Targeting mid-sized companies, the smaller mainframe is an update to its predecessor, the z9, and delivers high-end z10 features, over 50% more total capacity, 40% more processor performance and nearly four times the maximum memory, all at a more attractive price.
This will enhance the continued acceptance of the mainframe platform, albeit primarily in mainframe-centric accounts, as a viable strategic asset for continued data centre consolidations, effective energy and space relief, and new and existing application deployments. Attracting new users will continue to be difficult.
Mainframes continue to evolve and at times struggle to distance themselves from their perceived legacy status. IBM continues to inject new life into the mainframe market, and the current economic situation actually helps this cause. Mainframes are renowned for industry-setting reliability, availability, manageability, scalability, security, economies of scale, and virtualisation compatibilities.

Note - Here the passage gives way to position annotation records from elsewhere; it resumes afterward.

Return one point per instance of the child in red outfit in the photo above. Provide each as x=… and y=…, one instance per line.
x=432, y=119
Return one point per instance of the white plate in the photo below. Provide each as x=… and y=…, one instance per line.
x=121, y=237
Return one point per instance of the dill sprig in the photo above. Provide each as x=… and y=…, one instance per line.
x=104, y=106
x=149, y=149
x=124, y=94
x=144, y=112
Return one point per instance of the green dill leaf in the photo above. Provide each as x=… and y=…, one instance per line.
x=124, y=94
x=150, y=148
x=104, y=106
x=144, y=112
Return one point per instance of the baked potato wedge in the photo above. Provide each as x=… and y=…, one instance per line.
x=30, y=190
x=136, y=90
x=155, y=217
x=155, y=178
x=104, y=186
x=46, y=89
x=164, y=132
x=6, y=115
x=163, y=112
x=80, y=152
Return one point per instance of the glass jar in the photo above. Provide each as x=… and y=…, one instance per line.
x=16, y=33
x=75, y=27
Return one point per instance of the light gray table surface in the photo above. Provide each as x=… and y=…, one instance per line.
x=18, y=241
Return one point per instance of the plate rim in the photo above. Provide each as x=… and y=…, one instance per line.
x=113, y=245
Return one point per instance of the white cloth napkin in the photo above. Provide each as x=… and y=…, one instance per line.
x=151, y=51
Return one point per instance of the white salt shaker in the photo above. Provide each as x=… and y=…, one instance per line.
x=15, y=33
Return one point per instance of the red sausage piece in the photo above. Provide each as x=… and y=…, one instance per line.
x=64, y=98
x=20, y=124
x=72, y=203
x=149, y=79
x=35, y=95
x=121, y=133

With the z10 IBM continues to slowly reset the perspective of the platform and continues to expand its acceptance in non-mainframe environments.
The z10 BC offers all of the same features as the larger z10 EC offering, but scaled down and in a smaller form factor with a substantially reduced price and environmentals.
Beyond providing enhanced scalability to mid-sized mainframe environments, the IBM 10% technology dividend is included when the new hardware is deployed and results in a modest reduction in IBM software and maintenance costs for equivalent MIPS.
Acknowledging that X86 Linux deployments need a more cost-effective consolidation vehicle, the reduction in pricing for specialty engines and associated memory with the new offering now puts entry pricing for the z10 BC mainframe at a radically new point of below $100 000.
Leveraging the flexibility of the mainframe, IBM claims that the z10 BC can deliver the capacity of up to 232 X86 servers, with an 83% smaller footprint, up to 93% lower energy costs and higher levels of security, control, virtualisation, and automation enabling system utilisation to exceed 90%.
Such consolidations are cost-effective and are in part the reason that the mainframe is seeing an increase in acceptance by IT organisations. More aggressive pricing can only further improve that position.
Attracting new users that are not mainframe-centric will continue to be challenging because most are not aware of the true benefits and value of the platform.
In addition, the number of ISVs supporting specialty engines continues to grow. All existing BC users and new users should review the economic and functional benefits of the z10 BC and include the platform as a viable alternative for optimising data centre operations and costs.